Although the automatic stay provided for in 11 U.S.C. § 362 does not stay criminal prosecutions against debtors, in certain circumstances bankruptcy courts have power pursuant to 11 U.S.C. § 105(a) to enjoin litigants involved in such proceedings. In re Allen I.W. Frank Corporation, 19 B.R. 41, 42 (Bkrtcy.E.D.Pa. 1982); In re Caldwell, 5 B.R. 740, 741 (Bkrtcy.W.D.Va. 1980). See also, In re H. Cohen Caterers, Inc., 26 B.R. 1, 9 B.C.D. 785, 786 (Bkrtcy.W.D.Ky. 1981). Bankruptcy courts are expressly forbidden from enjoining other courts and federal courts generally may not grant injunctions to stay state court proceedings except as expressly authorized by Acts of Congress or when necessary in aid of a court's jurisdiction or to protect or effectuate a court's judgments. See, 28 U.S.C. § 1481, 2283. Bankruptcy courts may issue any other stays of actions, however, which are necessary or appropriate to carry out the provisions of the Bankruptcy Code. 11 U.S.C. § 105(a). See, In re Reid, 9 B.R. 830, 832 (Bkrtcy.M.D.Ala. 1981). No provision bars bankruptcy courts from enjoining litigants involved in proceedings in other courts. See, 2 Collier on Bankruptcy, ¶ 105.02 (15th ed. 1982).
Wise contends the Court order which conditioned the suspension of his sentence on payment of $250.00 per month to the Department of Taxation lost its validity upon the filing of a bankruptcy petition. This contention is wholly without merit. "The filing of a petition . . . does not operate as a stay . . . of the commencement or continuation of a criminal action or proceeding against the debtor." 11 U.S.C. § 362(b)(1).
11 U.S.C. § 105(a) provides in pertinent part that "the bankruptcy court may issue any order, process, or judgment that is necessary or appropriate to carry out the provisions of this title."
In determining whether to use its injunctive powers to stay the actions of litigants involved in a state criminal proceeding, the bankruptcy court should examine the purpose behind that criminal action. In re Reid at 832. If the prosecution is a guise for a collection effort with the purpose of collecting a discharged or a dischargeable debt then a stay is appropriate. In re Wagner, 18 B.R. 339, 340 (Bkrtcy.W.D.Mo. 1982).

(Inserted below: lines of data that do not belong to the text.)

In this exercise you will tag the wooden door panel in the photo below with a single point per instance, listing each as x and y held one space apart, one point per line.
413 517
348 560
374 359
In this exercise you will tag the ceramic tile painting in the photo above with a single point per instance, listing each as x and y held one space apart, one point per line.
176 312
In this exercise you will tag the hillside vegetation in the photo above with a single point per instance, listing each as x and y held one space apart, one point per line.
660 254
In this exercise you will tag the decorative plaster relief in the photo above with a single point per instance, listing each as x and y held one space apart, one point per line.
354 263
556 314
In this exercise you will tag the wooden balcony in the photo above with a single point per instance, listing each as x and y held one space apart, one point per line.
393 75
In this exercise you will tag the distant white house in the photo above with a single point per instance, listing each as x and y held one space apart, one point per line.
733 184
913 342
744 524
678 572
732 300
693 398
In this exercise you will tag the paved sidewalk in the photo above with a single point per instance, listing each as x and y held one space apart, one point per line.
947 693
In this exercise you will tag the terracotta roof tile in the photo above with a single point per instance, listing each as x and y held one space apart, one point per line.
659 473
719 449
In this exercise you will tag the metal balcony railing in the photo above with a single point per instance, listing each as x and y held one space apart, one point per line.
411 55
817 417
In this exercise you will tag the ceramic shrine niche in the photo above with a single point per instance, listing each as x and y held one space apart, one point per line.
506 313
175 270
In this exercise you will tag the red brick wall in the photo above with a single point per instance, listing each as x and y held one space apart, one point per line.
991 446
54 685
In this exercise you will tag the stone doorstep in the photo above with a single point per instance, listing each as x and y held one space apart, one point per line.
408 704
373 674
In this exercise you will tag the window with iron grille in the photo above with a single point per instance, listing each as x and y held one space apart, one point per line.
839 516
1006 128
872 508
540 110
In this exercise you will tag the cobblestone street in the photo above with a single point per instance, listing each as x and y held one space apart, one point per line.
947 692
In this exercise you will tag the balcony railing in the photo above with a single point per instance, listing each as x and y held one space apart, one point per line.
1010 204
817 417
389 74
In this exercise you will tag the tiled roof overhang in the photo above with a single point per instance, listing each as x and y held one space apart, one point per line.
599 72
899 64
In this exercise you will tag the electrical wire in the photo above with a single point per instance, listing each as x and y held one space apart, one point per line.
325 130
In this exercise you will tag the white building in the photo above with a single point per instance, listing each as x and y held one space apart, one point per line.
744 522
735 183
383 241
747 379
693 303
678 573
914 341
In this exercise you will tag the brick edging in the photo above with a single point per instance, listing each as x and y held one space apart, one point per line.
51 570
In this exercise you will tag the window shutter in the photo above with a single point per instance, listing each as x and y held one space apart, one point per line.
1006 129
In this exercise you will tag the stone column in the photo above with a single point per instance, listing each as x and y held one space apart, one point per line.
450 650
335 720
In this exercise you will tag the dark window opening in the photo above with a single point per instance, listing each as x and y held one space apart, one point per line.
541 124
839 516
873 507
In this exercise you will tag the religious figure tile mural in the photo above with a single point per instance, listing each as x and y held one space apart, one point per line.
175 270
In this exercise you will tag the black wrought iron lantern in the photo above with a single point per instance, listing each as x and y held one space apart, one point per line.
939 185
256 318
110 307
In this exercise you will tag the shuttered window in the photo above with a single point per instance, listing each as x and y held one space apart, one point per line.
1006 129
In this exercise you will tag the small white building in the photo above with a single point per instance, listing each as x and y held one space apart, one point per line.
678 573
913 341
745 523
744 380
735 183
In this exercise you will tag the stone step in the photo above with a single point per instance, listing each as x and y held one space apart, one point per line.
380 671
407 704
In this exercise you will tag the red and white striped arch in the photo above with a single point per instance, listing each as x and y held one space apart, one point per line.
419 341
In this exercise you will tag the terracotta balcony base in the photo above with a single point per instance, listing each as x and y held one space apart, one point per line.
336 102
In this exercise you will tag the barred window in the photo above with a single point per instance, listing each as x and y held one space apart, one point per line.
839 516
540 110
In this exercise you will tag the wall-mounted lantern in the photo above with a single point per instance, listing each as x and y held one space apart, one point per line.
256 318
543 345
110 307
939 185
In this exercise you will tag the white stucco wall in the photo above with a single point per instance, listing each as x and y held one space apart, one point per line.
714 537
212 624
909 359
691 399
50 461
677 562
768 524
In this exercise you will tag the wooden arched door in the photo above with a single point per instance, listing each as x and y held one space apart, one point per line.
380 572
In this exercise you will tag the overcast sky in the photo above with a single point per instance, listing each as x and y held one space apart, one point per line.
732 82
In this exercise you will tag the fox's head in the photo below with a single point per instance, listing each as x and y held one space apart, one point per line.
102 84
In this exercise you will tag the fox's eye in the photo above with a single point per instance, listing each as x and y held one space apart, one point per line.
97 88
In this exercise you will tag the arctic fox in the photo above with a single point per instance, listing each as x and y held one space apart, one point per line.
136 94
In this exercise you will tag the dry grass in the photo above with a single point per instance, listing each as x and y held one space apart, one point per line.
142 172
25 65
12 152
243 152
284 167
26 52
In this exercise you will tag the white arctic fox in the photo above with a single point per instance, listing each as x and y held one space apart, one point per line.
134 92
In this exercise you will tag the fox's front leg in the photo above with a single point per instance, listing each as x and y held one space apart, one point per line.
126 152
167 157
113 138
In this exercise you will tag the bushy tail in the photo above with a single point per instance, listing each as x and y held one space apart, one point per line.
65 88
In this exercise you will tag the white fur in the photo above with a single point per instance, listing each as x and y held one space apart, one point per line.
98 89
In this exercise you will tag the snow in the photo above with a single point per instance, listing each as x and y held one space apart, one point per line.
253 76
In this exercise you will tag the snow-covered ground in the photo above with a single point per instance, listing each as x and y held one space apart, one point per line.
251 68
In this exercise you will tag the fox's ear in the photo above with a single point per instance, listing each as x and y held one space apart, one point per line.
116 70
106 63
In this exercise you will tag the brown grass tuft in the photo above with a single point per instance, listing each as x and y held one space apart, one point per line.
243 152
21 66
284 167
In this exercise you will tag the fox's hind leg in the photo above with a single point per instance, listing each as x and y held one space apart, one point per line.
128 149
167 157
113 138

"The important inquiry is therefore a determination of what circumstances warrant an injunction under § 105 restraining a criminal prosecution against a Debtor. The nature of the moving force behind the institution of the criminal proceeding is the determinative factor. Prosecutions instituted primarily to vindicate the public welfare by punishing criminal conduct of the Debtor and to discourage similar conduct of others are not usually interfered with by Bankruptcy Courts. When it is clear that the principle motivation is neither punishment nor a sense of public duty, but rather to obtain payment of a dischargeable debt either by an order of restitution or by compromise of the criminal charge upon payment of the civil obligation, the Bankruptcy Court may properly enjoin the criminal proceeding."
In re Taylor, 16 B.R. 323, 325-326 (Bkrtcy.Md. 1981). This test enunciated by the Maryland court in Taylor accurately reflects the test used by the majority of other bankruptcy courts. See e.g., In re Magnifico, 21 B.R. 800, 9 B.C.D. 670 (Bkrtcy.Ariz. 1982); In re Bray, 12 B.R. 359 (Bkrtcy.M.D.Ala. 1981); In re Allen I.W. Frank Corp., supra; In re Wagner, supra.

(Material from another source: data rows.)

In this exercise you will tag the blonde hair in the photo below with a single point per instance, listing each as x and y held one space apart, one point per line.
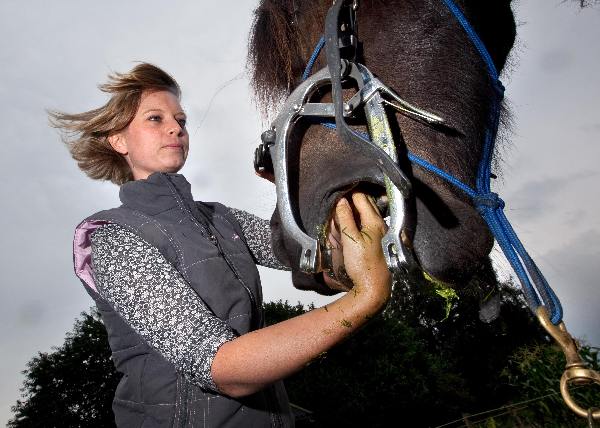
86 134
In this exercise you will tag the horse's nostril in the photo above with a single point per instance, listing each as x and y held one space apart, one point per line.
378 193
382 205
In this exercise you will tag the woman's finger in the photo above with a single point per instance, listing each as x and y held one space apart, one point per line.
345 220
370 217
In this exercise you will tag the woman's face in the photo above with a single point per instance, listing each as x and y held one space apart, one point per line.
156 139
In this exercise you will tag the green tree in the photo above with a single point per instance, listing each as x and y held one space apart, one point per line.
415 365
72 386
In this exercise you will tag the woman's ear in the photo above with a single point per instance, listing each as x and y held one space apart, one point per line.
117 142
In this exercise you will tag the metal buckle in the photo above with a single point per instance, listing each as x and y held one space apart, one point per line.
370 95
576 370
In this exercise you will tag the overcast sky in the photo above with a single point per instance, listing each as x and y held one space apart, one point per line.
53 54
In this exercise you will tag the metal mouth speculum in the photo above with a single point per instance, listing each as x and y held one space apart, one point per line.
373 97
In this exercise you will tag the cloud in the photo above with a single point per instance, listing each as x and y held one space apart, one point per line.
572 269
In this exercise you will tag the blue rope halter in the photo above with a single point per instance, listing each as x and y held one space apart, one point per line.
535 287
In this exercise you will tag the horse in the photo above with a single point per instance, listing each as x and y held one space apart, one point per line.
419 49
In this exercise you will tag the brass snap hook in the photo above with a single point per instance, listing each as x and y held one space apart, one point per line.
576 370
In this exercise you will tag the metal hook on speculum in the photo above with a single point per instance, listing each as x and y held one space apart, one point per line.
576 371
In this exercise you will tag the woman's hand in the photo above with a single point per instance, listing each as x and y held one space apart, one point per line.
253 360
361 231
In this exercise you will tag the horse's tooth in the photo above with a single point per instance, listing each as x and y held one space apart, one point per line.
382 204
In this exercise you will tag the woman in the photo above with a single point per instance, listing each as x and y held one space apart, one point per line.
176 280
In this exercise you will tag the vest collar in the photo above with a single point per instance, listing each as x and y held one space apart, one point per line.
157 193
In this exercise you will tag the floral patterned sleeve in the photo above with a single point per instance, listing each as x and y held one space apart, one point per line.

Most of the cases in which injunctions have been granted involved the utterance of bad checks by debtors. In these cases the courts determined that the real motive behind the prosecution was the collection of prepetition debts and not the vindication of the public welfare. See, In re Allen I.W. Frank Corporation at 42; In re Bray at 362. Where restitution is the aim of the proceeding, the intent of Congress in enacting the federal bankruptcy laws is undermined by the coercion of payments through the use of criminal process and an injunction is necessary to protect the integrity of the bankruptcy court.

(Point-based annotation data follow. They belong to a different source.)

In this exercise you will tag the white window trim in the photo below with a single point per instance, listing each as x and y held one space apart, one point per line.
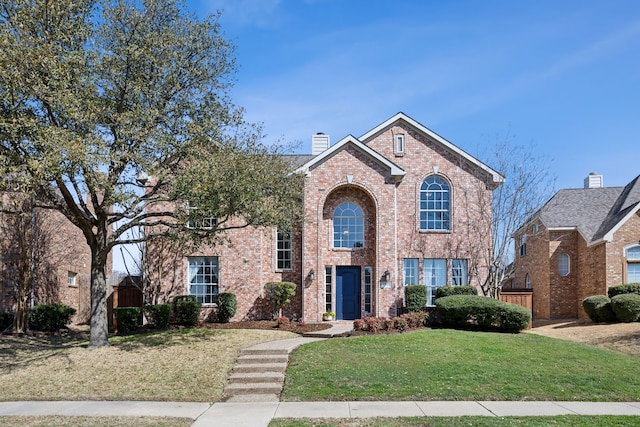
568 258
398 144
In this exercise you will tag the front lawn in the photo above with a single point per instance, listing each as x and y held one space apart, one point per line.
176 365
443 364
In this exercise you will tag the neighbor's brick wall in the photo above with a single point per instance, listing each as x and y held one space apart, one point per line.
563 290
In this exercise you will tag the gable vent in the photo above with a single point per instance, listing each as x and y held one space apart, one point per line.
319 143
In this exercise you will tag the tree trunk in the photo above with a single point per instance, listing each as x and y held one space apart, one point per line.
99 322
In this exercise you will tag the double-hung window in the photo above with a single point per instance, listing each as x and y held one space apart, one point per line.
435 275
203 279
411 271
283 250
633 264
435 204
458 272
348 226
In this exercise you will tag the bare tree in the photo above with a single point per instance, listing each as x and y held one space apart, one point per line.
527 186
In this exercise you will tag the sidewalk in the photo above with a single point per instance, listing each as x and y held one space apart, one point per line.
260 414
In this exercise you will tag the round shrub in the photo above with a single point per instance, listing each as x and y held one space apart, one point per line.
598 308
629 288
415 297
128 319
227 305
514 317
186 310
158 315
50 317
485 312
446 291
626 307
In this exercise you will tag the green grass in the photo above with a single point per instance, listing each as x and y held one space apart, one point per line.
557 421
443 364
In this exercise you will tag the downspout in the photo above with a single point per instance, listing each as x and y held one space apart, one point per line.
395 245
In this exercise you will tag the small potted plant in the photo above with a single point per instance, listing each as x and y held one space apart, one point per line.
328 315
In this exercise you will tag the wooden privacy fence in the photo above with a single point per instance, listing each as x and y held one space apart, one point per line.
523 297
126 294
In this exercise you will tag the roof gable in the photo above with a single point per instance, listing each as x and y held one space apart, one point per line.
394 170
595 212
495 176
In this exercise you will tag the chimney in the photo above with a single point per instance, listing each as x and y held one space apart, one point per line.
594 181
319 143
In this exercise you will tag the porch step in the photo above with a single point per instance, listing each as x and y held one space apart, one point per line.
235 389
260 367
252 359
256 377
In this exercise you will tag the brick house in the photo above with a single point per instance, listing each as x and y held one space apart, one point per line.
581 242
62 257
397 206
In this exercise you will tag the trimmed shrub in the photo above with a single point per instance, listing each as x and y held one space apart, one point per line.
6 321
227 306
415 297
416 319
186 310
158 316
447 291
514 318
626 307
485 312
598 308
128 318
279 295
629 288
50 317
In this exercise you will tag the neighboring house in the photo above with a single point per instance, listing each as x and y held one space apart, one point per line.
399 205
57 252
581 242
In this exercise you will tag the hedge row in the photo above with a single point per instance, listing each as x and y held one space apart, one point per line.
621 307
484 312
629 288
406 321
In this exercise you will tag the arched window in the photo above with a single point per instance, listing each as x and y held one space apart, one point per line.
435 204
348 226
564 264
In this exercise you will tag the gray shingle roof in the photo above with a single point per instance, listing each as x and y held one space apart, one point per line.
593 211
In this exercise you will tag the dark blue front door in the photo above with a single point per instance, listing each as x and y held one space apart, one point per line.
347 293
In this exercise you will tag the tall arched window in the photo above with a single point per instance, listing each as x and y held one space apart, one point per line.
435 204
348 226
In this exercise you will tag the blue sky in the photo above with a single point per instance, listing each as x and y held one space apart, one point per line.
559 77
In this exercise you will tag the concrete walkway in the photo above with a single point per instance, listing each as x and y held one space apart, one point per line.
258 414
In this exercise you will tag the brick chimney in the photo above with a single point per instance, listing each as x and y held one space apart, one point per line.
594 181
319 143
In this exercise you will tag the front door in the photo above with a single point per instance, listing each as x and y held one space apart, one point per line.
347 293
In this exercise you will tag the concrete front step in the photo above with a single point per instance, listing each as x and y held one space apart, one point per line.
252 398
262 358
235 389
257 377
264 351
260 367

In the instant case this Court is unable to conclude that the Commonwealth is using a criminal proceeding to compel payment of a debt. The Commonwealth began its proceedings against Wise pursuant to Va. Code Ann. § 58-151.15 six months before Wise filed his Chapter 13 petition with this Court. The proceeding was initiated with the purpose of compelling Wise to pay the unpaid withholding taxes. If Wise had enjoyed the protections of the Bankruptcy Code prior to his July, 1982, hearing in the Chesterfield County General District Court then a stay of that criminal proceeding might have been necessary and proper. Wise was not a "debtor" at the time of that hearing. Wise plead guilty to the charges put forth by the Commonwealth and the Court sentenced him to a sixty-day jail term, suspended upon his payment of $250.00 per month towards his debt beginning August 10, 1982. Wise failed to fulfill the requirements of his suspended sentence and on or about September 13, 1982, Judge Shelton revoked the suspension of his jail term and issued a capias for his arrest. At that time the criminal proceeding was converted from an action pursuant to Va. Code Ann. § 58-151.15 to an action for revocation of a suspended sentence for failure of the debtor to comply with terms established by the Chesterfield County General District Court. The prosecution is no longer in the nature of a proceeding to compel payment of a debt, instead it is a proceeding upon a show cause order of a state court. The Commonwealth is no longer seeking restitution through this proceeding. It is seeking to vindicate an order of its courts.
This novel issue presents a case for injunction well outside the bounds bankruptcy courts heretofore have stayed criminal prosecutions. Bankruptcy courts should not be used as havens for individuals who seek to escape sentences imposed by other courts. Once a court has determined an individual is guilty and has put that person on terms in lieu of a jail sentence, he should not be permitted to frustrate that prosecution through the filing of a petition in bankruptcy.
Wise contends the Commonwealth's prosecution is on account of the non-payment of taxes. That proceeding was concluded in July. The court convicted Wise and suspended his sentence upon the fulfillment of certain conditions, including the payment of $250.00 per month towards his debt to the Commonwealth. Wise failed to comply with the conditions of his suspension and the court in the exercise of its discretion and pursuant to Va. Code Ann. § 19.2-306 revoked that suspension. See, Griffin v. Cunningham, 205 Va. 349, 136 S.E.2d 840, 844 (1964); Slayton v. Commonwealth, 185 Va. 357, 38 S.E.2d 479, 484 (1946). The revocation of the suspended sentence and subsequent appeal are based upon Wise's failure to comply with the terms set forth by Judge Shelton at the July hearing.
The Commonwealth's interest in prosecuting Wise is no longer solely for the purpose of collecting a debt. If it sought only repayment, it could await compensation through the debtor's Chapter 13 plan. The Commonwealth's interest has broadened, and this Court should not interfere in the prosecution of that case.